Without this workforce, the state’s manufacturing industry and its economy as a whole will fail to achieve the future of growth that exists for them.

 

The Connecticut State Colleges and Universities (CSCU) have historically played an essential role in supporting individual career and corporate growth for decades. We are proud to have played this role at both the workforce and leadership levels, but know we must approach our efforts with increased energy and focus going forward if we are to achieve our educational objectives and deliver on our mission to produce highly trained, educated, career-ready citizens.

 

We are also keenly aware that we must keep quality higher education within reach, maintaining affordability and accessibility for all who choose to attend our institutions. This is equally true at our four comprehensive universities (Central, Southern, Eastern and Western); at our 12 community colleges (Asnuntuck, Capital, Gateway, Housatonic, Manchester, Middlesex, Naugatuck Valley, Northwestern Connecticut, Norwalk, Quinebaug Valley, Three Rivers, and Tunxis); and at CSCU’s online college, Charter Oak State.

 

Nine of Connecticut’s community colleges have grown to become vital components of the effort to produce the manufacturing workforce.
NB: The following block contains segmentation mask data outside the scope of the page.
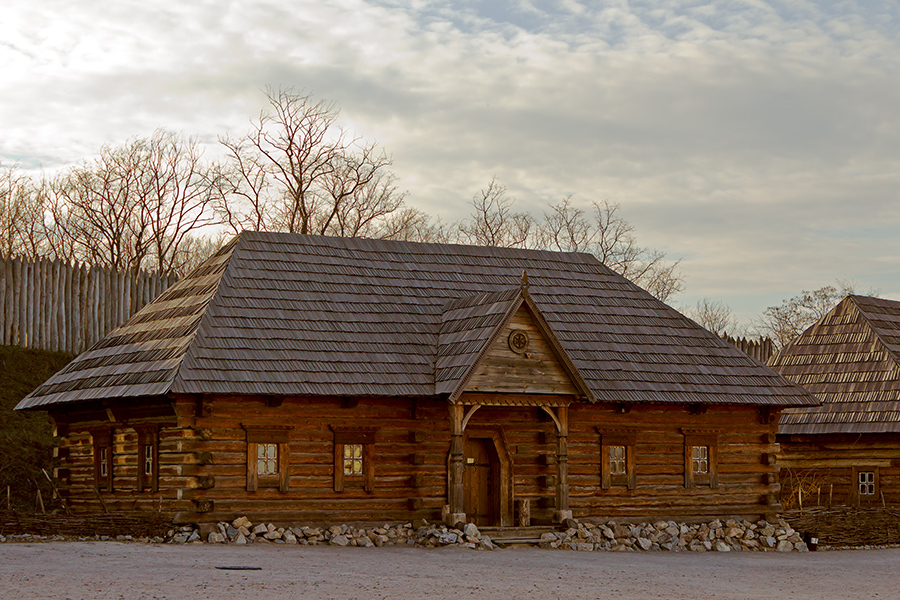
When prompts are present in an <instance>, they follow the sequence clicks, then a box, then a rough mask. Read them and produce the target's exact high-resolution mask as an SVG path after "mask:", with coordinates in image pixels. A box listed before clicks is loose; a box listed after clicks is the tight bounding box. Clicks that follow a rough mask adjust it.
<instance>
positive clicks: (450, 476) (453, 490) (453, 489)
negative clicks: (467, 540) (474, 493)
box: [447, 404, 466, 525]
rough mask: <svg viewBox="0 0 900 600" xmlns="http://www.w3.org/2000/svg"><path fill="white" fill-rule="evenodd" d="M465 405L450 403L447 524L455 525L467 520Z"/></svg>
mask: <svg viewBox="0 0 900 600" xmlns="http://www.w3.org/2000/svg"><path fill="white" fill-rule="evenodd" d="M462 422H463V405H462V404H451V405H450V489H449V490H448V495H449V496H450V498H449V499H448V500H449V502H450V513H449V514H448V515H447V524H448V525H454V524H456V523H459V522H460V521H462V522H465V520H466V512H465V511H466V509H465V500H464V497H465V496H464V488H463V469H464V468H465V465H464V464H463V460H464V457H463V439H462V435H463V425H462Z"/></svg>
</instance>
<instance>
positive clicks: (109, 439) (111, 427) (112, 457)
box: [89, 427, 115, 492]
mask: <svg viewBox="0 0 900 600" xmlns="http://www.w3.org/2000/svg"><path fill="white" fill-rule="evenodd" d="M89 433H90V434H91V444H92V445H93V448H94V487H95V488H96V489H97V491H99V492H112V491H113V457H114V455H115V452H113V449H114V446H113V435H114V431H113V429H112V427H102V428H98V429H91V430H90V431H89ZM102 450H106V461H105V462H106V474H105V475H104V474H102V473H101V470H102V463H103V461H102V460H101V454H102Z"/></svg>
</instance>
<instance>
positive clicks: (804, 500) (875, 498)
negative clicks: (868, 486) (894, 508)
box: [778, 433, 900, 508]
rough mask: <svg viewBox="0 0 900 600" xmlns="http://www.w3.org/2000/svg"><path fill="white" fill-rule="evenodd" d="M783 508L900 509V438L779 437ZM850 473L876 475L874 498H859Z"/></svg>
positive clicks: (853, 473) (873, 434)
mask: <svg viewBox="0 0 900 600" xmlns="http://www.w3.org/2000/svg"><path fill="white" fill-rule="evenodd" d="M778 441H779V460H778V462H779V466H780V467H781V469H782V472H781V478H782V483H783V484H784V486H785V489H784V490H783V493H782V498H783V502H784V504H785V506H786V508H799V505H800V497H799V495H798V490H802V494H803V506H804V507H806V508H809V507H813V506H824V507H830V506H857V505H862V506H866V505H870V506H897V505H900V434H895V433H872V434H861V435H847V434H843V435H842V434H818V435H779V436H778ZM854 468H857V469H863V470H867V471H877V473H878V480H879V481H878V493H877V494H875V496H874V497H870V498H862V499H861V501H860V498H858V497H857V494H855V491H856V489H858V488H857V485H858V482H857V480H856V479H855V477H854Z"/></svg>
The advanced-manufacturing programs and courses offered at these campuses provide students with a strong foundation for their careers at all stages of their lives, whether they are recent high school graduates, adult students, or returning veterans. In addition, through our College Connections program, high school juniors and seniors receive college credit while in high school, sharing classes and labs in advanced-manufacturing courses and programs with their college-age peers.

 

Over the next 10 years, Connecticut advanced manufacturers in the aerospace, defense, biomedical and other industry sectors, along with their suppliers, will need as many as 25,000 career-ready skilled workers. CSCU is committed to providing a pipeline to those workers, fueling the renaissance in manufacturing, and putting Connecticut’s citizens on paths to great careers.